Video footage shows a man crawling outside a hospital in Canada after doctors assumed he was “fecking” his intense leg pain.
According to CBC News, David Ponton, 45, is seen dragging himself out of Toronto’s Humber River Hospital.
“I felt that I was doing it wrong because I was bipolar,” Ponton told CBC of the April 2018 incident. The news broadcaster has released surveillance footage only after receiving it.
“There are no words to describe what I went through that night.”
While investigating at the hospital, Ponton – who was later diagnosed with a rare nerve disorder – told staff that he takes medication for bipolar disorder but has been stable for seven years.
But revealing his mental health history, a doctor ordered an MRI and handed him a call to a psychiatrist, CBC News reported.
According to medical records obtained by the Canadian broadcaster, despite complaining about physical suffering to Ponton, the psychiatrist wrote that “anxiety” was his most prominent symptom.
Another note in hospital records was Ponton’s visit due to his “bipolar” and even fails to mention the trouble in his walking.
When the MRI revealed no abnormal results, a psychiatrist discharged Ponton – forcing him to crawl out of the hospital on his hands and knees.
“The pain was unbearable,” Ponton said. “Being able to walk properly was impossible.”
At points in the newly-obtained footage, Ponton is shown struggling on the ground as a nurse is standing next to him.
“The nurse kept saying, ‘You’re a big boy! You’re strong!

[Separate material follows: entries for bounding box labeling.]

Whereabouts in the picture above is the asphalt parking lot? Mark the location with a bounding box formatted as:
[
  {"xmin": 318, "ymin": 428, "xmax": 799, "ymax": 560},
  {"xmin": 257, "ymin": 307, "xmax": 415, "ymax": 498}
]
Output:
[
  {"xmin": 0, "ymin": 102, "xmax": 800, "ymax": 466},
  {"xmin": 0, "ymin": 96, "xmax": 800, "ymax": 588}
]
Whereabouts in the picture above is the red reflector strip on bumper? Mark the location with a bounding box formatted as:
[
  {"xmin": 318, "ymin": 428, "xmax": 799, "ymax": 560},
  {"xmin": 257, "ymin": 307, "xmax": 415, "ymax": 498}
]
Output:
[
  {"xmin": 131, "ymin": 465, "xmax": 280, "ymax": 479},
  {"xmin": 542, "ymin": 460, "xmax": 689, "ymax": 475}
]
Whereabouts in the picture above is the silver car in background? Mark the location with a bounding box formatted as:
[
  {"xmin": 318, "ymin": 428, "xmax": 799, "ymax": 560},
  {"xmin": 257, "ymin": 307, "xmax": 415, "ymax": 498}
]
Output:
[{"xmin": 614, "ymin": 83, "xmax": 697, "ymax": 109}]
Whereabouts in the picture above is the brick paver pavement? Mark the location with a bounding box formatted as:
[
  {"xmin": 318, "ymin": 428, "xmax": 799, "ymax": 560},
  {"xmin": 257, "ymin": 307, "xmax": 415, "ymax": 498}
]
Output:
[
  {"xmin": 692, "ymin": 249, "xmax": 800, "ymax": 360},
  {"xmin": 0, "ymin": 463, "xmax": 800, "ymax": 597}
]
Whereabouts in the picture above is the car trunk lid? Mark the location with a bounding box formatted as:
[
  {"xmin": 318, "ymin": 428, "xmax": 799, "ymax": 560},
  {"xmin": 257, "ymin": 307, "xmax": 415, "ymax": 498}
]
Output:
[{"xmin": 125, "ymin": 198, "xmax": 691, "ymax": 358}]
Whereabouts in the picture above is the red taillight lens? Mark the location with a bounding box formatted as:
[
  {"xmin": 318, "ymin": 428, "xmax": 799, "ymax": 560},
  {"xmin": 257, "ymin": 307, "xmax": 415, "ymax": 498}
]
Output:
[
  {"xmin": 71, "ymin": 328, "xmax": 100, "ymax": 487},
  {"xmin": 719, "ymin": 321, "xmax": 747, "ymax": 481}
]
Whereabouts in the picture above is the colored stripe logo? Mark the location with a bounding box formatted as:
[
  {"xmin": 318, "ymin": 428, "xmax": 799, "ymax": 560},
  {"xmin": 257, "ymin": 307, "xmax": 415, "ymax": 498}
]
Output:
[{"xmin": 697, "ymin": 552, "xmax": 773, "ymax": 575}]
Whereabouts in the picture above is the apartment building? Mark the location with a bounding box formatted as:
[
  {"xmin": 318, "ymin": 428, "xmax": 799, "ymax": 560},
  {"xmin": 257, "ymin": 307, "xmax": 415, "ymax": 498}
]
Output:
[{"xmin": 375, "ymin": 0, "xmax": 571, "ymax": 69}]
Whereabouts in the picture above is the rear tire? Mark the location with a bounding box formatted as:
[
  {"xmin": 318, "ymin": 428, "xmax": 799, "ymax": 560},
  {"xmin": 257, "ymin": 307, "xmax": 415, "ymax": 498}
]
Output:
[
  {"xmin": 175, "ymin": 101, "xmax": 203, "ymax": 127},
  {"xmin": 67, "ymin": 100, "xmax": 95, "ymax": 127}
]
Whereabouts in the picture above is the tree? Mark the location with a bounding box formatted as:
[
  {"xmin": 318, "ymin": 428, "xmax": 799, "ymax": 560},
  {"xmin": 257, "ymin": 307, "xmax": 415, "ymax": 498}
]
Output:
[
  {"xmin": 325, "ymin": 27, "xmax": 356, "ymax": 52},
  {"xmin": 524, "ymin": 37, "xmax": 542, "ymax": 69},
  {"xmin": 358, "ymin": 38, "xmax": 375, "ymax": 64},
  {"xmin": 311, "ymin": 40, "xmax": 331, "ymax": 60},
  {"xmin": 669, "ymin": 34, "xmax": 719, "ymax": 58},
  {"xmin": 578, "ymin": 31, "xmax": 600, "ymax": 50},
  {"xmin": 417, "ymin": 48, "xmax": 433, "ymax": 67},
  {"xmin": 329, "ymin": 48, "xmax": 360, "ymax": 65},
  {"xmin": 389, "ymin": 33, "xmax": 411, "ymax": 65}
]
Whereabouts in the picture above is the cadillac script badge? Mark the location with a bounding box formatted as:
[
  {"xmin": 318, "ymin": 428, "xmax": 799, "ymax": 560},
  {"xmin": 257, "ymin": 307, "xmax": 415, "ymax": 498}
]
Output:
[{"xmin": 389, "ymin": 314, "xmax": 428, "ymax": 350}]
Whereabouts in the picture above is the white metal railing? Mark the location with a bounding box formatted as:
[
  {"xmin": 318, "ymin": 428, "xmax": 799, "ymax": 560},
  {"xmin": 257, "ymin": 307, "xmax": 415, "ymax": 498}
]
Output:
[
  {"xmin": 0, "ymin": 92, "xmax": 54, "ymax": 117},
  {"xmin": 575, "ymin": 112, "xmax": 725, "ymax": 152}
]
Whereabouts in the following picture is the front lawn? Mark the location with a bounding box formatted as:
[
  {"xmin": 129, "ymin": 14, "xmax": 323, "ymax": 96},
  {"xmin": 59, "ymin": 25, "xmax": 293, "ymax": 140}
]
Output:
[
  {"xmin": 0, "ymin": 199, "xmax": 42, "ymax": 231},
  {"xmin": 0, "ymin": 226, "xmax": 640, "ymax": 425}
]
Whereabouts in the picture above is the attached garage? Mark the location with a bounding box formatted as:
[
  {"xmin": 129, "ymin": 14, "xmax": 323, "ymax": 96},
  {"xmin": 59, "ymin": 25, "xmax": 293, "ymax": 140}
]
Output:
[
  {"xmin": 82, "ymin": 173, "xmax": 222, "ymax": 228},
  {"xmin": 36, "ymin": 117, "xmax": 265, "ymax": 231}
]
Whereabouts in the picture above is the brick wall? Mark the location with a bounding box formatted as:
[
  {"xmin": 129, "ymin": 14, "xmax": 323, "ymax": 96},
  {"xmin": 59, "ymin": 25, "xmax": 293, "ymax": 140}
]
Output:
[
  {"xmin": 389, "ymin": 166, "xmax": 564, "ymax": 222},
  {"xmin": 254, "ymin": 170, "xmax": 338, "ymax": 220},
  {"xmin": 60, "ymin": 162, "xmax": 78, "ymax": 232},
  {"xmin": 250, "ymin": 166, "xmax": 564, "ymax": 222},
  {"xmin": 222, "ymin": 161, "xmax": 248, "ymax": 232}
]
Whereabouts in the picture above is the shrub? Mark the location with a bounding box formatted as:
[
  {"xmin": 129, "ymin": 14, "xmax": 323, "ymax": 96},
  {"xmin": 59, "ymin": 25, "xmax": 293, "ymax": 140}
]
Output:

Come, big boy, stand up!'” Ponton said. “I was angry. I was feeling completely helpless. ”
Ponton took about 20 minutes to get out and reach the security guard and then helped him to the taxi.
An ambulance later took him to Toronto Western Hospital, where a neurologist diagnosed him with Guillain-Barre syndrome, a disorder in which a person’s immune system attacks their nerves.
Experts point out that medical staff often overlook serious physical health problems in people with mental illness.
“We are failing this population badly,” said Dr. Vicky Stergiopoulos, psychiatrist and physician chief at the Center for Addiction and Mental Health in Toronto. “[The system] Is flawed and we need to do a better job of seeing people as human beings. “
Vanessa Burkowski, chief nursing executive at Toronto’s Humber River Hospital, later apologized, Ponton’s family told the outlet.
Hospital spokesman Joe Gorman sent a statement stating that the hospital is “very upset” by the incident and that the staff involved were “dealt with accordingly.”